Despite expected legislative gridlock and election-year politics, 2012 turned out to be an exciting year for changes in the labor and employment law landscape. The headlines just kept coming. Some of the top stories were:
The biggest employment law (and health care law, and constitutional law!) news story of the past year was the U.S. Supreme Court’s decision upholding the Affordable Care Act (ACA) (frequently referred to as “Obamacare”). Many employers waited to make changes or even consider how health care reform would impact their business, on the chance that either the Supreme Court would invalidate the ACA or that the November election would result in a new Executive and Congress, which would take action to stop the ACA’s impending deadlines. Nice try, but no cigar. Employers need to get with the program now. While many of the major provisions will go into effect no earlier than 2014, others loom, and strategic planning needs to take all of these requirements into account right away. We suggest following these regular updates on the ACA’s deadlines and other critical aspects of the law.
Speaking of President Obama’s re-election, federal agencies will likely have significant leeway to continue to enforce regulations geared towards the President’s workplace policy agendas. For example, the EEOC’s strategic enforcement plan and other public expressions of that agency’s priorities indicate that it is attempting to expand its regulatory influence in several key areas (such as sexual orientation discrimination and domestic violence discrimination). Meanwhile, the National Labor Relations Board’s recent focus on unfair labor practices in non-unionized workplaces shows no signs of abating. Expect the NLRB to continue its heavy-handed focus on practices employers thought were simply routine, common-sense protections, such as at-will language in employee handbooks, social media policies, confidential investigation procedures, and arbitration agreements.
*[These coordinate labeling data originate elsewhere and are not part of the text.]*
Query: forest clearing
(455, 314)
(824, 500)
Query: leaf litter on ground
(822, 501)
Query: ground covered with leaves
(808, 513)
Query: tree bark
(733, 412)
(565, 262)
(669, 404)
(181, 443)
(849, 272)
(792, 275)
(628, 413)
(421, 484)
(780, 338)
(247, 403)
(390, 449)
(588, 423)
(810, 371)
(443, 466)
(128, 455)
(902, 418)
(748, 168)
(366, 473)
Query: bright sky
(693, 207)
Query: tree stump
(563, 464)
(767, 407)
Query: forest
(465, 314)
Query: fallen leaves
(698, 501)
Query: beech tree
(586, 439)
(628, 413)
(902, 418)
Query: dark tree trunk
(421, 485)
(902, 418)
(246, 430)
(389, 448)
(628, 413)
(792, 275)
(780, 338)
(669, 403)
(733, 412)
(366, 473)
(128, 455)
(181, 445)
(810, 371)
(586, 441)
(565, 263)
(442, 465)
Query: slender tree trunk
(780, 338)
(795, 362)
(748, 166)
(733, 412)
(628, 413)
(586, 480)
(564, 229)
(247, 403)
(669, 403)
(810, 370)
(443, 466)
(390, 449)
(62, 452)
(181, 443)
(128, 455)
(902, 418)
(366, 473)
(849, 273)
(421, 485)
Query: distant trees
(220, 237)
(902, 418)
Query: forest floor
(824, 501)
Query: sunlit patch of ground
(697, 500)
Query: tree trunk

Social media also burned up the headlines on the legislative side this year. Various states enacted protections on employee passwords as Congress plays hot potato with a federal version of this legislation. Also making the rounds of state legislatures are proposed laws prohibiting certain employer inquiries into criminal history, an action that also implicates the federal Fair Credit Reporting Act (FCRA) and recent EEOC guidance.
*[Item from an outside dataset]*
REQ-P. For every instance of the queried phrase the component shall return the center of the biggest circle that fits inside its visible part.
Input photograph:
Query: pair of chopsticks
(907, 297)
The Supreme Court also chimed in on a few other key employment law issues: In Christopher v. Smithkline Beecham Corp., the Court clarified that certain pharmaceutical reps fell within the “outside sales” exemption to the overtime requirements of the FLSA; Hosanna-Tabor Evangelical Lutheran Church and School v. Equal Employment Opportunity Commission et al. established a ministerial exemption to Title VII for certain religious organizations.
Finally, Colorado and Washington have passed laws decriminalizing the manufacture and possession of marijuana for recreational use by individuals over 21. What does that have to do with my business, you ask? If you have a drug and alcohol policy, and your business operates in one of these states, that is a very good question, and the answer is not yet clear. In states where marijuana is legal for medical use, employer policies prohibiting use have generally been upheld. The rationales for the two types of law are different, however, and may lead to different interpretations in court. Expect legal challenges and an interesting year ahead for employers with worksites in those states.